Cost in Canadian Dollars
Park Entrance: $0.27
Kong Lor Boat Hire: $14.67 per boat with a maximum of three people per boat
In order to see the cave, you must rent a boat: after all, the cave is over 7km long with a massive river running through it. We paid for our slightly rickety motorized canoe-like contraption, which included a driver, and headed into the darkness with only the light from our smartphones and a headlamp strapped to the man steering us into the unknown. The least comforting part about climbing aboard a tiny boat is your driver scooping out buckets of water before hopping in: as always, safety first in Southeast Asia. The sounds of a scraping bucket against the bottom of the boat continued throughout most of the journey.
Like Angkor Wat, to say the cave was impressive is a complete understatement. After jumping in the death-like boat contraption, we headed into complete darkness, and I gave one last glance at the now-distant daylight that soon was sucked out of sight. Looking ahead, all we could see was wherever the driver pointed his headlamp. Without this there’s no way you could even see your hand while holding it in front of you. After puttering along for a good 10 minutes, we stopped on the side of the river for a quick walk around. Lights and a walkway have been constructed here, making it easy to wander while following your guide. Then, it was back in the boat until we finally reached the opening on the other side. After being stuck in complete darkness for a good 20 minutes while boating down a river, I have to say I was quite relieved to see daylight again.
There’s a small village on the other side where Kyle and I stopped for a soup lunch cooked by a local Laos woman. Afterwards it was back on the boat and back into the cave! No stopping this time, except for when we slowed down to see the bats hanging from the roof of the 300-foot-tall ceilings.
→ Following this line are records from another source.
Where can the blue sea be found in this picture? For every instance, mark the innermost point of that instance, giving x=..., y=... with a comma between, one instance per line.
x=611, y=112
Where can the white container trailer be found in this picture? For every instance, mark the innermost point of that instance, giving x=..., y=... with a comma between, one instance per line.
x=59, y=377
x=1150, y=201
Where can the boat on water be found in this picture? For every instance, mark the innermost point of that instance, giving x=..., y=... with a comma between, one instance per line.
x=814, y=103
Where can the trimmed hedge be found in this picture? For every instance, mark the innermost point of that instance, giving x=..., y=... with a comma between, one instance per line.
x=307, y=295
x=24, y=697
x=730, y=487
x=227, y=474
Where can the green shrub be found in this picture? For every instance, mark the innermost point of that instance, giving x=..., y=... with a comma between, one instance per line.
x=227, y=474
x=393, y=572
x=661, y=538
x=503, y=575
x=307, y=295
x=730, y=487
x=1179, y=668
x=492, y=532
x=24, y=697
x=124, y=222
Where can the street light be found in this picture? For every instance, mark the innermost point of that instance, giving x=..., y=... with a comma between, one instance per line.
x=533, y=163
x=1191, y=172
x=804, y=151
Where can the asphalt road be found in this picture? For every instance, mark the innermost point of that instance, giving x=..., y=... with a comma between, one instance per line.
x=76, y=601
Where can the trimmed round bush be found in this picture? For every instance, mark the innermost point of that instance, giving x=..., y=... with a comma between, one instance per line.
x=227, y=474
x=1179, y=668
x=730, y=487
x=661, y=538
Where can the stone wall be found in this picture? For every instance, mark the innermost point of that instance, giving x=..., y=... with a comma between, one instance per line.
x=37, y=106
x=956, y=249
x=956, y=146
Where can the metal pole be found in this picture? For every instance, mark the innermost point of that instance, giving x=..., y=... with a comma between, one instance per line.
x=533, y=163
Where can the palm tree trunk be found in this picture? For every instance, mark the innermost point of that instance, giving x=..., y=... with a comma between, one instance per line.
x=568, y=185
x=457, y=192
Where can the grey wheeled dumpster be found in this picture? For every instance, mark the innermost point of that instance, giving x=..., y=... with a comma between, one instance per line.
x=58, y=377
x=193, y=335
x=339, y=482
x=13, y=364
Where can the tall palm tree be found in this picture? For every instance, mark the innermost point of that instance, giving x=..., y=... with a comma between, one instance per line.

When we arrived back Kyle also had a quick swim at the mouth of the cave in the emerald-colored water.
Looking back, Kong Lor Cave is a highlight of not only Laos, but the entire trip. Cruising down a river, in a cave surrounded by complete darkness while your driver scoops water out of the boat is not an experience that’s easily forgotten. For those visiting Laos, don’t miss this stop, and don’t let the thought of spiders deter you!